Result with --song-gap 0.5:
  71.80s – 75.24s   (3 clips merged, avg_conf reported)
Value Effect
0.05 Very conservative — only clips nearly touching are merged
0.1 (default) Good balance for most species
0.5 Moderate — merges phrases separated by short pauses
2.0 Aggressive — may over-merge distinct song bouts

--nms-iou — NMS IoU Threshold

Applied inside each 3-second spectrogram clip and again across overlapping time windows. It removes duplicate bounding boxes that exceed the IoU overlap threshold, keeping only the highest-confidence box.

Relationship to --song-gap

--nms-iou removes duplicates within and across overlapping clips. --song-gap then merges the surviving detections into song segments. They operate at different stages of the pipeline and do not conflict.

--workers — Parallel Workers

Each additional worker loads a full copy of the model into memory. On GPU systems, multiple workers share the same GPU but run in separate threads, each owning its model copy to avoid thread-safety issues.

Memory Usage

With --workers 4 and a 100 MB model, approximately 400 MB of model memory is allocated (plus VRAM per worker). Monitor memory usage when increasing workers significantly.

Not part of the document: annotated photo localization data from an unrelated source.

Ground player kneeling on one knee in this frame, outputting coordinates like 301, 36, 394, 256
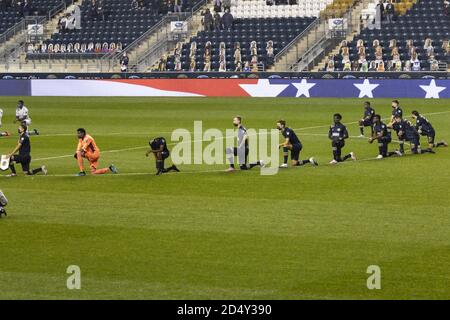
370, 115, 401, 159
146, 137, 179, 176
0, 189, 7, 218
225, 116, 264, 172
75, 128, 117, 176
391, 115, 434, 155
412, 111, 447, 151
3, 124, 47, 177
276, 119, 317, 168
328, 113, 356, 164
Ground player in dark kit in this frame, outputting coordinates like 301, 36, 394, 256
411, 111, 448, 151
0, 189, 7, 218
358, 101, 375, 137
277, 120, 318, 168
370, 114, 401, 159
328, 113, 356, 164
4, 124, 47, 177
392, 115, 434, 154
389, 100, 405, 154
146, 137, 180, 175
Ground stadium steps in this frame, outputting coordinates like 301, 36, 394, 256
311, 0, 371, 72
268, 0, 366, 72
137, 1, 211, 72
312, 0, 422, 72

--no-merge — Evaluation mode

When set, detect_birds.py enters evaluation mode:

  • Song merging is skipped (clip-level detections kept).
  • Only raw_detections.json is written under --output-path (default results/).
  • --output-format is ignored; a note is printed if other formats were requested.

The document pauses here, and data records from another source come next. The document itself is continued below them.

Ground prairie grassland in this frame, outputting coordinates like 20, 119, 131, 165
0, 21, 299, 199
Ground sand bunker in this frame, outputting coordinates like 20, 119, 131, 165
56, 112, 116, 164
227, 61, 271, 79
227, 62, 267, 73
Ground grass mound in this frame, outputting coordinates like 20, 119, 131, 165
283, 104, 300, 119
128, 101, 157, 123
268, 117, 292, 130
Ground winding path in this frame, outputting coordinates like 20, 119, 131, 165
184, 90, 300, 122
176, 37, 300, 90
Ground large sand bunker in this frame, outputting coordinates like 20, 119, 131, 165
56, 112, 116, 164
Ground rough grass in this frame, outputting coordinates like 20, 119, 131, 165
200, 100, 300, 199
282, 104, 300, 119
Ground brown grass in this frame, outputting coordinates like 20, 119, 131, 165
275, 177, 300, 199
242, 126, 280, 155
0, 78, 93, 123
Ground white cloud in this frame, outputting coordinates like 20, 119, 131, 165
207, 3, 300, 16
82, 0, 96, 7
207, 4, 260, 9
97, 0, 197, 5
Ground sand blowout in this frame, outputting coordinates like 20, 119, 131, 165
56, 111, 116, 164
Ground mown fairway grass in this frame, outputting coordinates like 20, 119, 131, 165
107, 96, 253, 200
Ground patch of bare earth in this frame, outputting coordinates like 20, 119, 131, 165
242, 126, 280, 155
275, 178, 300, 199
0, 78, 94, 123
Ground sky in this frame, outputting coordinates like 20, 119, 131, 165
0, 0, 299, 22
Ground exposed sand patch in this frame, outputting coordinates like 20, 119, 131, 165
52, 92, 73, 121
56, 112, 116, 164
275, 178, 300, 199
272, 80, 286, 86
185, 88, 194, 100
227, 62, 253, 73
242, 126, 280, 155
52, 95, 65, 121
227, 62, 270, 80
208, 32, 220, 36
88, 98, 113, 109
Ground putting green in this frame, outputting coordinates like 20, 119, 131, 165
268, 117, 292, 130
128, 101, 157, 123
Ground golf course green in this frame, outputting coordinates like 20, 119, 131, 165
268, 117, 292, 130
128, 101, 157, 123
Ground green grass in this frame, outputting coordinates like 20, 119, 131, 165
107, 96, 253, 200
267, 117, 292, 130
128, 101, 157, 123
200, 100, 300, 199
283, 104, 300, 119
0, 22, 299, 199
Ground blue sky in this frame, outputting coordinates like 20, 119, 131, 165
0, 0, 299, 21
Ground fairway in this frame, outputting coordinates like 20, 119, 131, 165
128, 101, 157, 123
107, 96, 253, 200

Use this for the detection & evaluation workflow. For normal field use, omit --no-merge and pick formats with --output-format.

--output-format — Output Formats

Accepts one or more format names separated by spaces. Specify all to write every format in one run. For full schema documentation of each format see Detection Output Formats.

--species-mapping - Interpretation of Output Labels

The mapping name must match the label space the model was trained on. It is not inferred from the weights filename. You pass it explicitly. For details see Data-Input/Species-Mapping.


Output Formats

The --output-format flag controls which file(s) are written under --output-path (unless --no-merge is set). Full schema documentation for every format, including JSON field tables and CSV column definitions, is in Detection Output Formats.


Examples

Single file

python src/inference/detect_birds.py \
    --audio recording.wav \
    --model models/Hawaii.pt \
    --species-mapping Hawaii
Loading audio: recording.wav
Duration: 120.00 seconds
Sample rate: 32000 Hz

Processing audio with PCEN...
Detecting: 100%|████████████| 79/79 [00:12<00:00]

Found 47 raw detections
Reconstructing continuous bird songs from detections...
Final count: 12 song segments

Directory batch

python src/inference/detect_birds.py \
    --audio /path/to/audio/folder \
    --model models/Western-US.pt \
    --species-mapping Western-US \
    --output-path results \
    --output-format all
Found 8 audio files in directory: /path/to/audio/folder

============================================================
Processing file 1/8: dawn_chorus.wav
============================================================
...
TOTAL DETECTIONS ACROSS ALL FILES: 94

Evaluation workflow

python src/inference/detect_birds.py \
    --audio data/test_audio/ \
    --model models/Hawaii.pt \
    --species-mapping Hawaii \
    --conf 0.001 \
    --output-path results \
    --output-format json-with-algorithm-metadata \
    --no-merge
Found 12 audio files in directory: data/test_audio/
...
TOTAL DETECTIONS ACROSS ALL FILES: 4823
Saved detections to: results/raw_detections.json

Parallel inference

python src/inference/detect_birds.py \
    --audio long_recording.flac \
    --model models/All-In-One.pt \
    --species-mapping All-In-One \
    --workers 4 \
    --output-path results \
    --output-format simplified-csv
Loading 4 model copies for parallel inference...
Pipeline (4 workers): 100%|████| 240/240 [00:18<00:00]
Final count: 31 song segments
Saved detections to CSV: results/simplified.csv

Lossy Audio Formats

The model was trained on lossless WAV files. When processing MP3 or OGG input, detection performance may degrade — especially for faint calls and high-frequency species. Use WAV or FLAC whenever possible. If you must use MP3, ensure a bitrate of ≥ 256 kbps.